Recently a pastor friend asked me how I would have answered a question from a member of his congregation: “Wouldn’t Jesus’ death on the cross have been enough, without the resurrection?” I can see how someone with only a casual or beginning knowledge of the Bible could ask that question, since we often speak of Jesus dying for our sins, without reference to his resurrection. The questioner may well have thought, “The animal sacrifices for sin in the Old Testament period were sufficient for reconciling children of the Covenant to God, so why would not the perfect sacrifice of Christ not be sufficient to take care of all human sin?” I told my pastor friend that my initial answer to the questioner would be short and simple: “No, the death of Christ alone would not have been sufficient for our salvation!” But the question deserves a fuller answer, one that addresses the misconceptions and misunderstandings that the question embodies and makes clear the basic theological principles embedded in the statement, “Christ died for our sins.”

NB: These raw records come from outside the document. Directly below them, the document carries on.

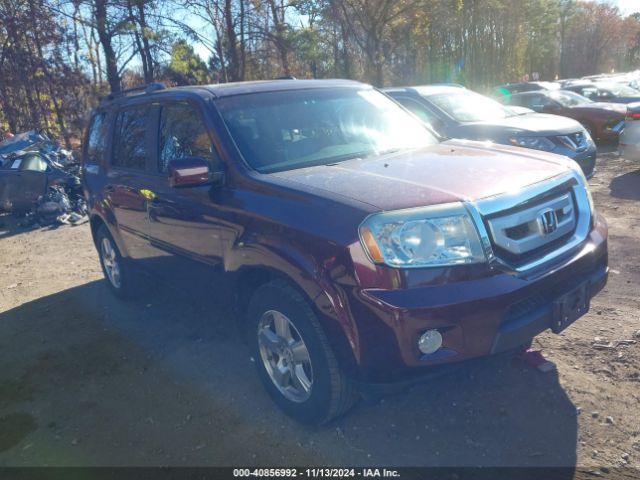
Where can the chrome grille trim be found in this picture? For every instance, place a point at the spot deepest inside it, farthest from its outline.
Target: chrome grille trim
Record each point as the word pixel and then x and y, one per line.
pixel 575 141
pixel 526 197
pixel 533 235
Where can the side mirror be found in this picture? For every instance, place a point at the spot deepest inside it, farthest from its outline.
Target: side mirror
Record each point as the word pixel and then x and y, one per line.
pixel 189 172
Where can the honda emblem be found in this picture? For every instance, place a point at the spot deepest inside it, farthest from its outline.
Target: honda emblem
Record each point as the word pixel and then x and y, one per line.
pixel 548 221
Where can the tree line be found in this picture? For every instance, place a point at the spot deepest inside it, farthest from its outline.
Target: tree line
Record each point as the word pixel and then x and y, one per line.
pixel 57 57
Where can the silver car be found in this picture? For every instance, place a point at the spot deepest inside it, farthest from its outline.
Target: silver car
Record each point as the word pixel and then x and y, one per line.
pixel 629 142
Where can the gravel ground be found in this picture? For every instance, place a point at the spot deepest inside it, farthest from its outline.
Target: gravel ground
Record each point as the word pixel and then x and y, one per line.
pixel 88 380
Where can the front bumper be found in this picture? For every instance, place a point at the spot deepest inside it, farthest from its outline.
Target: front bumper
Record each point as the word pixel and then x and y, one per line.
pixel 476 317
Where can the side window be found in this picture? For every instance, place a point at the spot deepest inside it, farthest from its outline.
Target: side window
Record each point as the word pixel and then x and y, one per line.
pixel 418 110
pixel 97 139
pixel 183 134
pixel 130 144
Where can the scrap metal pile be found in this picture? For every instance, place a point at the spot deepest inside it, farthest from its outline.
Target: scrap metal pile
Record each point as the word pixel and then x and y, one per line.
pixel 39 181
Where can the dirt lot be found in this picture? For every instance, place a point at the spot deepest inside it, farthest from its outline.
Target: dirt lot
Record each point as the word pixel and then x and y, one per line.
pixel 88 380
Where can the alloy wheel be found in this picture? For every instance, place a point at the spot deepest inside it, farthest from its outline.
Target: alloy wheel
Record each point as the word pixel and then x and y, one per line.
pixel 285 356
pixel 110 262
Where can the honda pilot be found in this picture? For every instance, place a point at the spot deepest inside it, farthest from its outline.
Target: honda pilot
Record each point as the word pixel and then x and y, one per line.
pixel 361 247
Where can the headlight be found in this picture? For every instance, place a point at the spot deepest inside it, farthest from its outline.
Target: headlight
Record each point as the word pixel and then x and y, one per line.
pixel 537 143
pixel 434 236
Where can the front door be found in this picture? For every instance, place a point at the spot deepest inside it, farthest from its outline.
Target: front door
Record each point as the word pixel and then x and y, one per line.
pixel 184 222
pixel 128 178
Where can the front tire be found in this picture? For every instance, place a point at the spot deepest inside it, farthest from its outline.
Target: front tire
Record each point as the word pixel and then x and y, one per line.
pixel 293 357
pixel 118 272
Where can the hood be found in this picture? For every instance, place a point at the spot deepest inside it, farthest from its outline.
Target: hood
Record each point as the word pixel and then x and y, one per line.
pixel 618 108
pixel 451 171
pixel 530 123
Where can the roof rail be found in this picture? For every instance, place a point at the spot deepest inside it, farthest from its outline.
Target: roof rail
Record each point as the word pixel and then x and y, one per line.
pixel 142 89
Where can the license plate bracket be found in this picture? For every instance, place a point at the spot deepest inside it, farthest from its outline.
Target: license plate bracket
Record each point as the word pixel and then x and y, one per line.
pixel 569 307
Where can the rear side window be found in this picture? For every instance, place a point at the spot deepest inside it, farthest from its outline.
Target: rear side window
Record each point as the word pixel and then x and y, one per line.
pixel 130 142
pixel 97 139
pixel 417 109
pixel 183 134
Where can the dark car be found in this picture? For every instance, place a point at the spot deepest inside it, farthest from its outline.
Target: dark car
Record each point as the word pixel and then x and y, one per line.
pixel 361 248
pixel 461 113
pixel 511 88
pixel 602 120
pixel 26 177
pixel 605 92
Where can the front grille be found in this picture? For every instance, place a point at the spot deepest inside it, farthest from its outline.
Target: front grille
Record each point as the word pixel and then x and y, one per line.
pixel 525 233
pixel 575 141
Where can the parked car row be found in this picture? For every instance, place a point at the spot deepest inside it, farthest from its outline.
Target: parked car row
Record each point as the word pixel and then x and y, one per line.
pixel 363 247
pixel 606 105
pixel 455 112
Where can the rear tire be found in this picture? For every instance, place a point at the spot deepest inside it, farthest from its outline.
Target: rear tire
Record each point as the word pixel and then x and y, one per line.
pixel 298 367
pixel 118 272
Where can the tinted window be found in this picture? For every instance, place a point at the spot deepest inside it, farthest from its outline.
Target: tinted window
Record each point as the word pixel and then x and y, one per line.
pixel 283 130
pixel 417 109
pixel 97 141
pixel 183 134
pixel 130 149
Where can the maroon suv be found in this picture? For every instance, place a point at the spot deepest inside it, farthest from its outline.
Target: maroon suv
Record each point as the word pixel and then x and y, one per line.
pixel 363 248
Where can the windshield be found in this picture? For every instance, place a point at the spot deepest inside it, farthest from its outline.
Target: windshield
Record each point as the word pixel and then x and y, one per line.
pixel 466 106
pixel 619 90
pixel 568 99
pixel 278 131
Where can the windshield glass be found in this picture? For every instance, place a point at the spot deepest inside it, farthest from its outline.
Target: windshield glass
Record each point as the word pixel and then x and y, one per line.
pixel 619 90
pixel 466 106
pixel 568 99
pixel 278 131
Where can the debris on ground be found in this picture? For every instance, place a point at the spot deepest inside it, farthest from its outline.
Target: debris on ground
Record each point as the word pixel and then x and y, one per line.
pixel 57 198
pixel 57 207
pixel 535 359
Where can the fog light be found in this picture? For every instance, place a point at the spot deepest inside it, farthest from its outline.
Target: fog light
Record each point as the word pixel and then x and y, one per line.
pixel 430 341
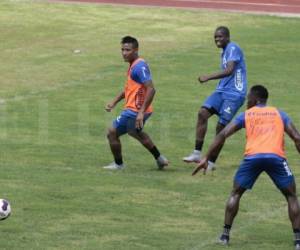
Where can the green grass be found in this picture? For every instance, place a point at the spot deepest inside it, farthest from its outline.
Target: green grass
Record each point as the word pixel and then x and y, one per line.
pixel 53 125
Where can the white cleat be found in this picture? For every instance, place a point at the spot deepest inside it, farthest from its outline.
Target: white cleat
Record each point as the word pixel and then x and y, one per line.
pixel 114 166
pixel 193 157
pixel 162 162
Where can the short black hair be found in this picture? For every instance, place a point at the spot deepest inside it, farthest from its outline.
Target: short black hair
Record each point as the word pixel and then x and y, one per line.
pixel 260 92
pixel 130 39
pixel 224 30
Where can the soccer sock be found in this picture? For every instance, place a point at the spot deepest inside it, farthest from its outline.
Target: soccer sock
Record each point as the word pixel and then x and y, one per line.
pixel 297 235
pixel 226 229
pixel 154 151
pixel 198 145
pixel 119 161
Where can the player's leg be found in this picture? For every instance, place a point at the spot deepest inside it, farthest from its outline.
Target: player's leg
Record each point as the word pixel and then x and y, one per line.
pixel 283 178
pixel 119 127
pixel 116 149
pixel 147 142
pixel 215 155
pixel 244 179
pixel 209 108
pixel 231 210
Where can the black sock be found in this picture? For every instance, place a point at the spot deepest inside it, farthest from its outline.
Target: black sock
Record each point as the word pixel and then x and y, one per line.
pixel 297 235
pixel 154 151
pixel 198 145
pixel 213 159
pixel 226 229
pixel 119 161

The bottom line about the necessity of Jesus’ resurrection is found in Paul’s exposition on the matter in I Cor. 15, where he concludes (addressing those who “say that there is no resurrection from the dead” [15:12]) that the resurrection of Jesus is at the core of the deliverance promised by the gospel. “If Christ has not been raised,” he explains, “your faith is futile and you are still in your sins. . . . If in Christ we have hope in this life only, we are of all people most to be pitied" (15:17, 19). The phrase “in this life only” launches us into a discussion of the key difference between sacrifice for sins under the Old Covenant and the sacrifice of Jesus for the sins of all humankind, a distinction which is the subject of the central block of chapters in the epistle to the Hebrews.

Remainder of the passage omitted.